Com decisão do STJ, deputado do PSDB volta a responder por improbidade administrativa

Beto Pereira (PSDB) foi denunciado por supostas irregularidades em contratos para conserto de veículos da prefeitura de Terenos

Jones Mário Publicado em 18/06/2021, às 08h18

Deputado federal Beto Pereira, do PSDB de Mato Grosso do Sul
Deputado federal Beto Pereira, do PSDB de Mato Grosso do Sul - Gustavo Sales/Câmara dos Deputados

O STJ (Superior Tribunal de Justiça) reformou acórdão e restabeleceu decisão da Justiça Estadual para tornar o deputado federal Beto Pereira (PSDB-MS) réu por improbidade administrativa. O processo aponta irregularidades na gestão do parlamentar quando prefeito de Terenos.

O MPMS (Ministério Público Estadual) denunciou Pereira por celebrar, em 2011, dois contratos para conserto de dois veículos VW Saveiro da frota municipal. Mas os gastos foram superiores ao valor de mercado dos carros.

Segundo a denúncia, os consertos custaram R$ 20,3 mil e R$ 20,8 mil. À época, as Saveiros valiam R$ 14,2 mil e R$ 16,3 mil, respectivamente, segundo a Fipe (Fundação Instituto de Pesquisas Econômicas).

A denúncia foi aceita inicialmente, mas o TJMS (Tribunal de Justiça de Mato Grosso do Sul) depois derrubou a decisão em primeira instância, sob a justificativa de inexistência de dolo ou culpa por parte do então prefeito.

Em julgamento realizado no último dia 8, a Segunda Turma do STJ restabeleceu o recebimento da denúncia. Segundo voto do relator Francisco Falcão, acompanhado por unanimidade pelos demais integrantes do colegiado, a rejeição “depende da certeza quanto à não ocorrência da improbidade”. “Na dúvida, recebe-se a inicial”, opinou o ministro.

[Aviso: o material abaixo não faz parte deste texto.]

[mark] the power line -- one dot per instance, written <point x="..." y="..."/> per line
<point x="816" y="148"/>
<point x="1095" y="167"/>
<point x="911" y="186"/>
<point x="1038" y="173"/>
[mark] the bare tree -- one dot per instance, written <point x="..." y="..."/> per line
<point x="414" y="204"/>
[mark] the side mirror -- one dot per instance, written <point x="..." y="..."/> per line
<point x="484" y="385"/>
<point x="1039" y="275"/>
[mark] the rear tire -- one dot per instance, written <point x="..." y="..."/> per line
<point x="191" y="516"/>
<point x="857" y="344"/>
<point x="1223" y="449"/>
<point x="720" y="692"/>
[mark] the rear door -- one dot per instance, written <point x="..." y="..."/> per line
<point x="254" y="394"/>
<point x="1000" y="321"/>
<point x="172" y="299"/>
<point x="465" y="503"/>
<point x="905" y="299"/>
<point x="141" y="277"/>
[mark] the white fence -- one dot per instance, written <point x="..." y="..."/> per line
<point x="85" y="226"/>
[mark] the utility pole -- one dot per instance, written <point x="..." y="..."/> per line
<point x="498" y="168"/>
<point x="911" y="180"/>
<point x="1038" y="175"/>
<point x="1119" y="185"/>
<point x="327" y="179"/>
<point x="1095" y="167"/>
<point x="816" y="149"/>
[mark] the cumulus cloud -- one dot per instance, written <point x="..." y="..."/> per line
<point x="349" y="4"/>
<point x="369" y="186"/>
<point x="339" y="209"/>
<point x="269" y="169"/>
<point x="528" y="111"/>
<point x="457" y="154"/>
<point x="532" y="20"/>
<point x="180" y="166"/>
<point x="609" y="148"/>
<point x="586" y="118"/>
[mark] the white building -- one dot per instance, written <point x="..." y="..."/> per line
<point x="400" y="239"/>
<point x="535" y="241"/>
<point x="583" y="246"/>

O acórdão da Segunda Turma foi publicado no último dia 15.

Antes de ser eleito para a Câmara dos Deputados, em 2018, Beto Pereira foi prefeito de Terenos por dois mandatos (2005 a 2012) e deputado estadual por um (2015 a 2018).

Nesta semana, o deputado e toda a bancada de Mato Grosso do Sul votaram favoráveis a um projeto de lei que afrouxa a Lei da Improbidade. Uma das mudanças no texto prevê que a pena de perda do cargo público em uma eventual condenação incida somente sobre a função que o sentenciado ocupava à época dos fatos, e não ao cargo atual.